Yasir took out the photos – they had digital copies – and the ball, knowing he could replace it in Egypt. The lighter they traveled, he thought, the easier the journey would be.

As explosions rang out around them, the family waited with extended relatives and other desperate passengers for the bus to arrive. The group included six university students and two teenage boys they found on the street.

“I’m only 26 and I was responsible for 53 people, including men,” Sara said.

Sara, her mom, two brothers and various relatives were also on board, including Zuhal Mohammed Elamin, a prominent law professor who helped write Sudan’s draft constitution and had met with the warring parties just a day before the fighting began. She made the wrenching decision to flee without her husband, who is paralyzed and who would stay behind with their sons. She was the last one to get on the bus.

At the first checkpoint, controlled by Sudan’s army, soldiers warned them to hide their jewelry before the next stop, which would be manned by RSF. Sheraz hid her wedding ring under her shirt and pulled her headscarf tight to conceal her earrings.

At the RSF checkpoint, troops boarded the bus and searched the men. Sheraz sat shaking – fearing they would find Yasir’s cash.

“Where are you going?” she recalled the RSF troops asking. “Aren’t you ashamed? Sudan is your country . . . why are you leaving your country behind?”

“You feel like they are saying that in mocking way,” Yasir said.

They passed through some 20 checkpoints, along roads scarred by burning army equipment and destroyed homes. After 15 hours, at 11 p.m., they made it to the border.

For two nights, they slept on the street or on bus seats. Abdulrahman found his best friend from school also waiting in line. They hugged and made plans to see each other in Cairo. Some of the passengers, including Sara’s brothers, were denied entry due to the visa restrictions.

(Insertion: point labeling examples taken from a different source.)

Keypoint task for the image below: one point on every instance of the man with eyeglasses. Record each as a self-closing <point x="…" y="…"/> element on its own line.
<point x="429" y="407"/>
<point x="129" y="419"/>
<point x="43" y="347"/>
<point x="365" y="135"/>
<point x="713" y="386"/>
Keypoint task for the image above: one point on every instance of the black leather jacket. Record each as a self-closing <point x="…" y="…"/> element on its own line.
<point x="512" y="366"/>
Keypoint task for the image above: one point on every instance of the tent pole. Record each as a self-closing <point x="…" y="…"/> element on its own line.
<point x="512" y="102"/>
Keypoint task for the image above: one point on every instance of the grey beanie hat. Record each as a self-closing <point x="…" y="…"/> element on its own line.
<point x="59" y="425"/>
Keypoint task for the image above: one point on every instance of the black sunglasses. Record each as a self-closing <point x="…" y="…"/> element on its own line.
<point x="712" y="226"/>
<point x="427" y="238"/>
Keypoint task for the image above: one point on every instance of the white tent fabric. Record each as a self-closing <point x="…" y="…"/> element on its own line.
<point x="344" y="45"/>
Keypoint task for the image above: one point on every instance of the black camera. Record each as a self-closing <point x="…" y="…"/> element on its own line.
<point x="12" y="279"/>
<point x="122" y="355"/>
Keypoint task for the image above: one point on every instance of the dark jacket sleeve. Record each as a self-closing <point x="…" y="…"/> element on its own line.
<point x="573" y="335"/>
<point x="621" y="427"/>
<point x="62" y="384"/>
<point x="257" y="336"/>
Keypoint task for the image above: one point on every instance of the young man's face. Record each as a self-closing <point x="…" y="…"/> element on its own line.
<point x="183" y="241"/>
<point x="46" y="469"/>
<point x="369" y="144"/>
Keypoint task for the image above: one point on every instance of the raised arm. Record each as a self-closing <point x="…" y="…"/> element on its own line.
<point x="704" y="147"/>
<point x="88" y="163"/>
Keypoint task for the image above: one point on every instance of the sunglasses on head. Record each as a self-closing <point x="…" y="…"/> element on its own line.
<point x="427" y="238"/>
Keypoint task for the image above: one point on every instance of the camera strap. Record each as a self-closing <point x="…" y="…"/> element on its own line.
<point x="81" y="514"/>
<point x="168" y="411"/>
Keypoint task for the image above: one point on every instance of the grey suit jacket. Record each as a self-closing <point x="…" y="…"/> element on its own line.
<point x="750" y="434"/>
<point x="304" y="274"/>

“It was very messy,” Yasir said. When the crowd got angry, he feared he would lose his passport in the chaos.

After three days, they were stamped into Egypt. They were exhausted – but they were safe.

More than a dozen members of the extended family made their way to a hotel on the Nile in Aswan. Outside, tourists rode camels and browsed in shops selling flowering pants and colorful bags. Inside their rooms, the family slept and checked the news from Khartoum.

Soon, they would all leave for Cairo and start looking for places to stay. How long would they be there? The uncertainty haunted them – it felt like a bad dream.

Zuhal, the lawyer, who is related to Sheraz, wept as she recalled the week of bombing she had just endured. She spent the only cash she had on medicine. The gold she had hoped to pass down to her children would be used to pay for food and housing.

She has two PhDs and had spent her life working for a better Sudan, she said – hoping to resolve the very differences that were now tearing her country apart.

“I’m indifferent . . . I can’t enjoy this view,” she said, gesturing to sailboats drifting by on the Nile. “I eat and drink to survive.”

The rest of the extended family went through their belongings and realized just how little they had packed. One cousin, Wafaa, regretted not bringing her visa card or diplomas. Ammar realized the soccer ball was gone. He wished he, too, had packed a book.

Had they at least taken something special with them?, a reporter asked.

“Something special?” Yasir repeated. Then, with the clarity of someone who has left everything else behind, he replied: “My family.”